We can learn a lot from other writers. Here's another excerpt from our books, Be a Writer & Be a Better Writer (Updated edition out now!), to shed a little light on the writing life. Catch up on the series here.
I know Steve Silkin knows his stuff because he was one of my editors during the decade I wrote for the Los Angeles Business Journal, where he’s the deputy managing editor. Editors who are successful writers in their own right (and believe me, there are many editors who aren’t) do a terrific job of developing talent while producing solid product. Steve’s one of the best.
Be A Writer Like Steve Silkin
1. What kind of writer are you?
I’m a journalist and a short story writer and a novelist. I started my career in newspapers at the International Herald Tribune in Paris. Then I returned to California, where I grew up, and worked as an editor at the Simi Valley Enterprise. We were taken over by the Ventura County Star, and they kept me on as a City Hall reporter. When I left the Star, I worked as a travel writer and editor at Guest Informant for four years. I joined the Business Journal as news desk editor at the end of 2003. I write headlines, proofread/copy edit news articles and supervise a small staff of interns.
I have always wanted to write short stories and novels, but I really didn’t have the chops until I attended a couple of writing seminars and learned some key concepts about story structure, word choice and capturing the telling detail. I’ve written about 30 short stories – about half of them have been published, some online, some in print. I’ve self-published two collections of short stories. I’ve written two novels and will be self-publishing those in 2006. I have about 20 readers, mostly friends from high school, some former colleagues and new friends. And that’s probably about all I’ll ever have. But that’s OK. I did what I wanted to do. I won’t be dying one day and say: I should’ve written those stories. I should’ve written those novels.
2. Why do you write?
Life is so deep and mysterious and such amazing, tragic and beautiful things happen, I knew that I would have to memorialize my experiences somehow; they couldn’t just evaporate.

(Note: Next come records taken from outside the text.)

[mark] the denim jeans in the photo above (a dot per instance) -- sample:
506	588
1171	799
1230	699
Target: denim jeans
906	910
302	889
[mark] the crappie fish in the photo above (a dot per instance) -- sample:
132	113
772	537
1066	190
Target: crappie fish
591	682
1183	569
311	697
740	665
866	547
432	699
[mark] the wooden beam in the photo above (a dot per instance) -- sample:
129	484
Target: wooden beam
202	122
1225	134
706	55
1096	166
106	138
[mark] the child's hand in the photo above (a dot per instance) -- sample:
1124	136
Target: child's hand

3. What made you want to be a writer?
A very, very hip 10th grade student-teacher named Candace Norton couldn’t have me sleeping in class anymore, because some of the other kids were starting to do it, too. So she gave me a paperback copy of “One Flew of Over the Cuckoo’s Nest” and sent me to the library to read it every day. It’s an amazing book. But it didn’t quite do the trick until two years later, I made a chance discovery of “The Stranger” and “The Plague.” I knew I wanted to do what Kesey and Camus had done: tell stories that deep, that mysterious, that amazing. But I was a teen-ager living in the suburbs. I may have had some stories to tell, but not all that many. Hemingway learned writing as a journalist; Camus was a journalist with the French Resistance under the Nazi occupation. I decided to learn writing as a journalist, like they did, so I dropped my plans to be a music major and joined the staff of the college paper instead. I got a job at a porno theater, and a very, very hip projectionist there named Tony Witzel turned me onto Fitzgerald, Nathaniel West and D.H. Lawrence. Then I took off to see the world, traveling Europe by bike from Paris to Barcelona, then thumb, boat, bus and train to Brussels, Amsterdam, London, Rome, Athens, Vienna, Copenhagen, working and making friends and living life along the way. Years later, when I finally had the chops to write, I had some stories to tell.
4. What advice would you give to a writer who was just starting out?
Read Kesey, Camus, Kerouac, Flannery O’Connor, Thomas Hardy, D.H. Lawrence, Dostoevsky, Kawabata, Raymond Chandler. Read Paul Auster, John Fante, Banana Yoshimoto, Madison Smartt Bell, Irvine Welsh and Denis Johnson. Read a newspaper if not every day, at least two or three times a week. Read Harper’s or the Atlantic or Time or Newsweek. See how writers tell stories. Listen to their voice. Watch how they choose their words and structure their sentences. Notice how they end their stories. You feel something at the end, don’t you? Why? I’ll tell you why: It’s magic. Go to a country where you don’t speak the language. Write a poem. Turn it into the lyrics of a song. Sing it. Walk down the Promenade des Cygnes, an island on the Seine in Paris: it’s where Beckett and Joyce used to walk. Go to Marx’s grave in London’s Highgate Cemetery. Drink from the stream in Delphi where Aphrodite renewed her virginity. Stand on the edge of the Sahara and look out to the horizon. It’s a big, wild, crazy world out there and you’ll have plenty of adventures along the way to write about. I know I did.